Gemäß der jetzigen Schätzung würde das Vorjahresergebnis um 1,1 Mio t oder 2,5 % übertroffen. Dagegen haben sich die Aussichten für die deutsche Winterrapsernte offensichtlich weiter verschlechtert, wenn auch nur marginal: Der
Raiffeisenverband geht hier jetzt von etwas weniger als 3,8 Mio t aus, während im Mai noch mit gut 3,8 Mio t und im April mit 3,9 Mio t gerechnet worden war. 2021 waren allerdings nur knapp 3,5 Mio t der schwarzen Ölfrucht gedroschen worden.
Für die wichtigste Kultur, den Weizen, prognostiziert der DRV aktuell eine
Erntemenge von 22,65 Mio t; das sind 265.000 t mehr als im Mai erwartet worden waren. Zudem wären es fast 1,3 Mio t mehr als im Vorjahr eingebracht wurden. „Nach unserer Einschätzung kann die deutsche Getreidewirtschaft dem
Weltmarkt im kommenden Jahr mehr Brotweizen zur Verfügung stellen“, stellte DRV-Marktexperte Guido Seedler dazu fest.
Mehr Hafer in Sicht
Mit „Spannung“ erwartet der genossenschaftliche Getreidehandel laut dem Fachmann den Beginn der Ernte, mit dem in den Frühdruschgebieten bei der
Wintergerste in zehn bis vierzehn Tagen gerechnet wird. Für diese Kultur kalkuliert der Raiffeisenverband eine
Produktionsmenge von 8,6 Mio t. „Dies ist weniger als im Vorjahr und ist auf eine leicht gesunkene Anbaufläche zurückzuführen“, erklärte Seedler.
Im Vorjahr waren knapp 8,9 Mio t Wintergerste von den Feldern geholt worden. Gegenüber Mai deutlich nach oben gesetzt hat der Verband seine Schätzung für die Haferernte. Maßgeblich ist, dass der Anbau nicht so stark eingeschränkt worden ist, wie zunächst angenommen. Das Haferaufkommen wird jetzt auf 772.000 t veranschlagt, verglichen mit zuvor 697.000 t. Demnach würde die Druschmenge von 2021 um 49.000 t übertroffen.
Die Vorhersage der
Roggenernte beließ der Raiffeisenverband hingegen mit gut 3,1 Mio t praktisch unverändert, was im Vergleich zum Vorjahr einen Rückgang um rund 190.000 t bedeuten würde. Noch mit größerer Unsicherheit behaftet ist die Prognose für den Körnermais, von dem laut DRV nach jetzigem Stand knapp 4,2 Mio t eingebracht werden dürften; das wären 260.000 t weniger als 2021.

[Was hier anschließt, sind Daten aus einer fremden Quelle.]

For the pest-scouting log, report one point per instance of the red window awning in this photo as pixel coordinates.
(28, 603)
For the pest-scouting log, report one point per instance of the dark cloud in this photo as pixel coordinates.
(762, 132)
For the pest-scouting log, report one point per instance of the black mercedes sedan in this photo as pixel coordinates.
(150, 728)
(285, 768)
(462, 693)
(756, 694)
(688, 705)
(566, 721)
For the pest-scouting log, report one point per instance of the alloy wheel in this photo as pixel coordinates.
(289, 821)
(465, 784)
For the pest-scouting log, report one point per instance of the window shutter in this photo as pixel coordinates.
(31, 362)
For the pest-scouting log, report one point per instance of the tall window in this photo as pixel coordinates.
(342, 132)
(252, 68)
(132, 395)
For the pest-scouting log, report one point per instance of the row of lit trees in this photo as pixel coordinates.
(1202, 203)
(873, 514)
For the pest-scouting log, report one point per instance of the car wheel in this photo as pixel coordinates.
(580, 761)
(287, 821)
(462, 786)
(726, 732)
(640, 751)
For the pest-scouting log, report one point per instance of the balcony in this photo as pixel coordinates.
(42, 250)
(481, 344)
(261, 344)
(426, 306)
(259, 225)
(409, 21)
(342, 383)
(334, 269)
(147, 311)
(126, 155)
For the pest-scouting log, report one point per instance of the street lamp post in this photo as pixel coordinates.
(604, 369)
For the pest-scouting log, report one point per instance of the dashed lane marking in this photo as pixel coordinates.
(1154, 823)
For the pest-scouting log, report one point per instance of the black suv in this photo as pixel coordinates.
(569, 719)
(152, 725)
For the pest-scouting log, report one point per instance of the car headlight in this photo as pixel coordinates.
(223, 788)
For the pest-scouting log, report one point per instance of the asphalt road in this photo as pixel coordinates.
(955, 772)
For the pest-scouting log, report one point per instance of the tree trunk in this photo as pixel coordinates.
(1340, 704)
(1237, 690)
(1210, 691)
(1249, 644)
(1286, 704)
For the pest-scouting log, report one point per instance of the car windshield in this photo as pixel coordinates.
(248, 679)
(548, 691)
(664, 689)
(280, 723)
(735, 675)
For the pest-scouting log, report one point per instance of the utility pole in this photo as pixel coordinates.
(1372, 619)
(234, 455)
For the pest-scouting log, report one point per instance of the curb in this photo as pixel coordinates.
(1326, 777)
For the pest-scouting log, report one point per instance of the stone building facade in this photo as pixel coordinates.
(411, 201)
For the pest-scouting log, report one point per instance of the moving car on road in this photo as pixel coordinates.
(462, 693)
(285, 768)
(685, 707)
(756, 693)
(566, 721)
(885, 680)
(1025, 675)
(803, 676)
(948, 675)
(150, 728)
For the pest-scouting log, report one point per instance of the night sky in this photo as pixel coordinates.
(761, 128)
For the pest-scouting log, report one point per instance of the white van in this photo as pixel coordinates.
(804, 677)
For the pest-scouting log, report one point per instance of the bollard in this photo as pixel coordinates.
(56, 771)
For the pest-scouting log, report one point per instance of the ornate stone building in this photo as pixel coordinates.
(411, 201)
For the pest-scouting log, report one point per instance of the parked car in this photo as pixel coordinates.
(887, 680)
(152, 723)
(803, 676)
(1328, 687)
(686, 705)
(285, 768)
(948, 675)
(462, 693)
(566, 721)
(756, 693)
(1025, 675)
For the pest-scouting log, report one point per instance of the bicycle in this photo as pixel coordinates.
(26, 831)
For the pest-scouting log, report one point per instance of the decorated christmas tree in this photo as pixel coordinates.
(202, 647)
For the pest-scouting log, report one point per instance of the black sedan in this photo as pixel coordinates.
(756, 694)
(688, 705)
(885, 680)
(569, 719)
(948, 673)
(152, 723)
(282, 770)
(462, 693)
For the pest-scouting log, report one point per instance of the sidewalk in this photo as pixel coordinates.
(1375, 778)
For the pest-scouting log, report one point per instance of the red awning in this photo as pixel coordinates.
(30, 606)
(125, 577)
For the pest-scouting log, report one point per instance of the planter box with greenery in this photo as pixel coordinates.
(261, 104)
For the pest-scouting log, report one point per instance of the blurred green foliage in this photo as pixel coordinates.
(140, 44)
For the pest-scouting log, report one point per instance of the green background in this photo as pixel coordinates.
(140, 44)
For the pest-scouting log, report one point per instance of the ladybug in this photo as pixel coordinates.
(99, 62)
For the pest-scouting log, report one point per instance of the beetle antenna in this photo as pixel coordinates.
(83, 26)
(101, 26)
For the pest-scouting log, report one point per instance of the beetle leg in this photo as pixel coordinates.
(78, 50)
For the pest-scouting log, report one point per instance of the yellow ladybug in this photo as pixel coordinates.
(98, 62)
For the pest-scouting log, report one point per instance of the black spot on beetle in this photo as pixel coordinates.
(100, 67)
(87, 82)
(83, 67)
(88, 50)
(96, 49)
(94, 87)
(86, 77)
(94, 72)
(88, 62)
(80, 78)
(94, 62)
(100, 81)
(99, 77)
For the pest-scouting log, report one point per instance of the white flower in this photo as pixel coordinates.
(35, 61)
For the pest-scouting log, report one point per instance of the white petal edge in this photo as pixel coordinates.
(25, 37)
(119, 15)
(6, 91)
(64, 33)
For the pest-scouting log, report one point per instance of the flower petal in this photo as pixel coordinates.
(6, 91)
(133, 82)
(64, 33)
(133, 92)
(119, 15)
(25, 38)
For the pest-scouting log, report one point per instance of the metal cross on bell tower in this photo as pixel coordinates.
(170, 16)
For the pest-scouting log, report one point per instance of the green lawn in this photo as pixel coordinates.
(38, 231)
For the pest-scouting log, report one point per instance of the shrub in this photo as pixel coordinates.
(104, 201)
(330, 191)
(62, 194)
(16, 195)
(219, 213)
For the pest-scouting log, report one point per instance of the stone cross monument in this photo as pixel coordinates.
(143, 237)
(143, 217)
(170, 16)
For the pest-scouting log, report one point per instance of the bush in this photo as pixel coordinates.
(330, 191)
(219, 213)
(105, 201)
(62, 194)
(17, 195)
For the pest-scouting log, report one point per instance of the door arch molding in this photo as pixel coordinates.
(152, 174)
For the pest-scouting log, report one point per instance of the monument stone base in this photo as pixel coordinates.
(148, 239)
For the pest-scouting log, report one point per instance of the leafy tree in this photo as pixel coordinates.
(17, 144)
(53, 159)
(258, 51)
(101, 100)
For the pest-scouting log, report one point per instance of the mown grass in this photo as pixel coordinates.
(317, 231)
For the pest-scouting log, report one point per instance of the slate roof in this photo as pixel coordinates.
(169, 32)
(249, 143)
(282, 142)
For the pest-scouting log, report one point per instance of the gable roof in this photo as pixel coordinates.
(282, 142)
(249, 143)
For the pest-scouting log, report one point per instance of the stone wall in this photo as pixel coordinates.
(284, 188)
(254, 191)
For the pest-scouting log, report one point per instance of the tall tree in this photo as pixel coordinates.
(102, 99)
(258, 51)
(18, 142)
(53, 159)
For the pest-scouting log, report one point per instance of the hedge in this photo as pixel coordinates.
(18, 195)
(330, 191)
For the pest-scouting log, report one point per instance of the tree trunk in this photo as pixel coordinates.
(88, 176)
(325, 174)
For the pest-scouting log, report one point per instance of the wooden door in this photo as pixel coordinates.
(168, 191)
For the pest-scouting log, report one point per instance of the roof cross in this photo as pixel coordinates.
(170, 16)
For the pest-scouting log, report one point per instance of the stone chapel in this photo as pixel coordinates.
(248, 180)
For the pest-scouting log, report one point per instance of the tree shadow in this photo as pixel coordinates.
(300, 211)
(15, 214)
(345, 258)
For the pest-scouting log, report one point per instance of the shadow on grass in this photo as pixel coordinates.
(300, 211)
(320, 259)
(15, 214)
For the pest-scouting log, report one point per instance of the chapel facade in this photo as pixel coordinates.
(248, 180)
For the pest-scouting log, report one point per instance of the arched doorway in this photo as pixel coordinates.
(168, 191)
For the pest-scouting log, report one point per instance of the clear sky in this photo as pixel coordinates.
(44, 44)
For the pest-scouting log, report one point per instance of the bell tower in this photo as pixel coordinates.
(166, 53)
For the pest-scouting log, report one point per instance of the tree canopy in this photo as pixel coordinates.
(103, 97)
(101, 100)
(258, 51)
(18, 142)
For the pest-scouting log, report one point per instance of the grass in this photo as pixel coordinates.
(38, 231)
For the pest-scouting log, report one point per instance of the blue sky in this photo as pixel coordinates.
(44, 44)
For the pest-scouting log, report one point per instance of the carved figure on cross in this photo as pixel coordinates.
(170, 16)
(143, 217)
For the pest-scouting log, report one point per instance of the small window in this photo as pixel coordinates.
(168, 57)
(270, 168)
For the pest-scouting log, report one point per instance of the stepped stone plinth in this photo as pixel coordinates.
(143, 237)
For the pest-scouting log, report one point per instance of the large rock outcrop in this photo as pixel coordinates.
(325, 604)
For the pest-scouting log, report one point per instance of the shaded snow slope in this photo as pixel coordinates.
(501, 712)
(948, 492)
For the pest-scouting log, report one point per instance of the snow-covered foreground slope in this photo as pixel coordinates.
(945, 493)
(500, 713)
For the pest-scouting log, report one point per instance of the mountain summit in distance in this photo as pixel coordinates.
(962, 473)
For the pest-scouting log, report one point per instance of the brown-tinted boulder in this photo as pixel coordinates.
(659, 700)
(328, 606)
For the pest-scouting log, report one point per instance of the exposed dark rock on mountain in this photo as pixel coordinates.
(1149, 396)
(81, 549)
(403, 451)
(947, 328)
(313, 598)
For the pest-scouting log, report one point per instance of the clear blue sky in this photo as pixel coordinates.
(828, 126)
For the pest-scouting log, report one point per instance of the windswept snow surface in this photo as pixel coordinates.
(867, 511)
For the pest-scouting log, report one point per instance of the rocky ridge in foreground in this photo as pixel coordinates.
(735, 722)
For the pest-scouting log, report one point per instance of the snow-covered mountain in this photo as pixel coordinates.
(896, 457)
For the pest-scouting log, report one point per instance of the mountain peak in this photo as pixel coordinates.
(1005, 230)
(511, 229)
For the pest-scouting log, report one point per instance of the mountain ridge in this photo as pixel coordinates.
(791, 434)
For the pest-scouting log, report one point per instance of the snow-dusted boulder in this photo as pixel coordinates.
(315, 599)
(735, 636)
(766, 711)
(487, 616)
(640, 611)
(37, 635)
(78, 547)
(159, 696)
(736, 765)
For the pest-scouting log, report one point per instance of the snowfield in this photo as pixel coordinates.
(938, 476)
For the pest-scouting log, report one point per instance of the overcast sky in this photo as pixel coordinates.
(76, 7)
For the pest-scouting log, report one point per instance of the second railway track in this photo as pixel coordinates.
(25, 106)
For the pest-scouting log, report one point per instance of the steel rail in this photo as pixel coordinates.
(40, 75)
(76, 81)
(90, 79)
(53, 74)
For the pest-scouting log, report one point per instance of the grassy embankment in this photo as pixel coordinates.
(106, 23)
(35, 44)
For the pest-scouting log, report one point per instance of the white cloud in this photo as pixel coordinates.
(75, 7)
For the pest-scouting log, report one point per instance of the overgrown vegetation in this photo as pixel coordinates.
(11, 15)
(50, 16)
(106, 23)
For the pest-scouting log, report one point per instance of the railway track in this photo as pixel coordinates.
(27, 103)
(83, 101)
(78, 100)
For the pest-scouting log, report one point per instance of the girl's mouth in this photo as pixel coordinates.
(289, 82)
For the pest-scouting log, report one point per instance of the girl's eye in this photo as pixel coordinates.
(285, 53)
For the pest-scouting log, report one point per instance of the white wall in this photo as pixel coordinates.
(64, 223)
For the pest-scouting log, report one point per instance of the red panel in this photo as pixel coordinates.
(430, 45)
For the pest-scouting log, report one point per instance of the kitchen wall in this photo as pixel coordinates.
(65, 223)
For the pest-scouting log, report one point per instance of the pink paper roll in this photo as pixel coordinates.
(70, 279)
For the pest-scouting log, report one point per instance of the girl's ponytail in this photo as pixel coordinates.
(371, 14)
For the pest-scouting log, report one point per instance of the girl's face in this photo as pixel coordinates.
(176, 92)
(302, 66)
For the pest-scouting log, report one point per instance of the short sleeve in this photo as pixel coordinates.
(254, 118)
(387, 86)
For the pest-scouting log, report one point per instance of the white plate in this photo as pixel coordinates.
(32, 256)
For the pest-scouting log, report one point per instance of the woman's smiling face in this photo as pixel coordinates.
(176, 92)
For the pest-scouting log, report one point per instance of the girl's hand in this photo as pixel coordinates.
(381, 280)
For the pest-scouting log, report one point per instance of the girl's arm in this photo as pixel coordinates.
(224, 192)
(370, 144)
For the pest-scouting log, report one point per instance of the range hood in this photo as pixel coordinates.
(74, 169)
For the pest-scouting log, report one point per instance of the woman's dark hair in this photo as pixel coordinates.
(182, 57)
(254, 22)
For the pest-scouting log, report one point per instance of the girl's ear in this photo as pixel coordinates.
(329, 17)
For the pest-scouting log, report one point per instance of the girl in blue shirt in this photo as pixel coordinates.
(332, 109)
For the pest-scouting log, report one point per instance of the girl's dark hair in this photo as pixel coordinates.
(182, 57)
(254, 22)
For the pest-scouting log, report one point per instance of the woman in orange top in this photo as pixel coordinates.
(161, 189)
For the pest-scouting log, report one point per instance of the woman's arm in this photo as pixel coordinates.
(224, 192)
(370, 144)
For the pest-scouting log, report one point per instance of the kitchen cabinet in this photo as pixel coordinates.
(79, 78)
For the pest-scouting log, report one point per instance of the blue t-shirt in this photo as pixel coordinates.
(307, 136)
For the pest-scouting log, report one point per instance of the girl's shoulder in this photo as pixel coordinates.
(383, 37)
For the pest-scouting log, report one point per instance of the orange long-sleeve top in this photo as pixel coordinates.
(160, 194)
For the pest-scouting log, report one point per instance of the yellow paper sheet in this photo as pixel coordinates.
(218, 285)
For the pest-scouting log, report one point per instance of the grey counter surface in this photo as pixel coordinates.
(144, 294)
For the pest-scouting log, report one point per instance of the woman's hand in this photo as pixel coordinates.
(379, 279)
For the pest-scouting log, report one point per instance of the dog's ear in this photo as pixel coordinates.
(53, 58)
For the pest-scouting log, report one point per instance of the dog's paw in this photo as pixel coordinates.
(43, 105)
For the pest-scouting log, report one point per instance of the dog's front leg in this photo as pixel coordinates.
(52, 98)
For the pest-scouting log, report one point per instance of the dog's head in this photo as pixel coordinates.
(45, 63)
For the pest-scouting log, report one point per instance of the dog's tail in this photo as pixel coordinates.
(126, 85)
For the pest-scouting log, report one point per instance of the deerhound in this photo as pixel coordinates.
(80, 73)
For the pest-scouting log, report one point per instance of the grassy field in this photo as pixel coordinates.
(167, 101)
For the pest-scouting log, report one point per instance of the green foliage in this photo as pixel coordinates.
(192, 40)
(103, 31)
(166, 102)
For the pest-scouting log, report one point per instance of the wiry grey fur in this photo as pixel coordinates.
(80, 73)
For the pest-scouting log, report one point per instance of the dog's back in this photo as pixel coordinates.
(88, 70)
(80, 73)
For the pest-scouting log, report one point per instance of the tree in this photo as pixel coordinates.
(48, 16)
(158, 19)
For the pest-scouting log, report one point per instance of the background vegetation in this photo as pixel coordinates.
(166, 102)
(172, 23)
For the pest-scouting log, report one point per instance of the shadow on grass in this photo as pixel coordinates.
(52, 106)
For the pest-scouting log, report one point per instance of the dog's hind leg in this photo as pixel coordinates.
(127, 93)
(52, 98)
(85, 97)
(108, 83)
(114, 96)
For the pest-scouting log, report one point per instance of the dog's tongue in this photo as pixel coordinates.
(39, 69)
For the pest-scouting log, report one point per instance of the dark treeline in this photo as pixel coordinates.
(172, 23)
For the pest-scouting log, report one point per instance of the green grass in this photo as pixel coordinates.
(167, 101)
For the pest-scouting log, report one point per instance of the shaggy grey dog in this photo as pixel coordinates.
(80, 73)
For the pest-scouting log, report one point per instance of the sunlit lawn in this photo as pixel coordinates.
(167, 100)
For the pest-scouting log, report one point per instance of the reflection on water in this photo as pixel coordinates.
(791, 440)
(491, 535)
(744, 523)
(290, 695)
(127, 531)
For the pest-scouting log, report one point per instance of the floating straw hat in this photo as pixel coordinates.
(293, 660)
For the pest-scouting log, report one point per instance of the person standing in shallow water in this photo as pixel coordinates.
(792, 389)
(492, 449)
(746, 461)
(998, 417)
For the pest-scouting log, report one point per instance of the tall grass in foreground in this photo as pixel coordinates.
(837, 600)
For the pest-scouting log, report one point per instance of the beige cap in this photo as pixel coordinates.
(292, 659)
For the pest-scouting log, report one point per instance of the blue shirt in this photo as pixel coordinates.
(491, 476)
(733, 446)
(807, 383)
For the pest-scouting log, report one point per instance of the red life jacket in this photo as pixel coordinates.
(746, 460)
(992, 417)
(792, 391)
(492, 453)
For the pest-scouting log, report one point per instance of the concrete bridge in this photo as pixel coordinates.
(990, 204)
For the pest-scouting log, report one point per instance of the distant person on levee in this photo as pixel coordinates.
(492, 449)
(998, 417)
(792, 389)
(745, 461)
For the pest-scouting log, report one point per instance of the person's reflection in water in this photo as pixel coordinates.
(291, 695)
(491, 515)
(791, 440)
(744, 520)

Garantien Russlands unglaubwürdig
Mit Blick auf die globale Versorgungslage stellte der Seedler fest, dass die Gefahr von Engpässen beim Getreide weiter zunehmen dürfte. Der DRV-Marktexperte mahnte deshalb eine Stärkung der alternativen Exportmöglichkeiten und -routen aus der Ukraine an. Dafür müssten Zollformalitäten und Kontrollen an der polnisch-ukrainischen Grenze abgebaut werden.
Garantien Russlands für sichere Transportrouten durch das Schwarze Meer halte der DRV für unglaubwürdig, so Seedler. Weiterhin müsse die Logistik auch innerhalb Europas angepasst werden, damit die Ware zu den Verarbeitern und Seehäfen gelangen könne. Hier müssten „dringend alle Reserven mobilisiert werden“, betonte der Fachmann.
Knapp versorgte Märkte seien auf eine schlagkräftige Logistik angewiesen, damit Mengen dorthin gelangten, wo sie gebraucht würden. Mit Sorge beobachtet der Verband laut Seedler auch die nationale Logistik. Zu befürchten sei, dass es in Deutschland durch fehlende Lkw und Fahrer zu Verzögerungen beim Transport der Ernte zu den verarbeitenden Betrieben und den Exporthäfen kommen werde. Für Erleichterungen würden die Aufhebung des Sonntagfahrverbots und die Einführung eines maximalen Lkw-Gewichts von 44 t sorgen.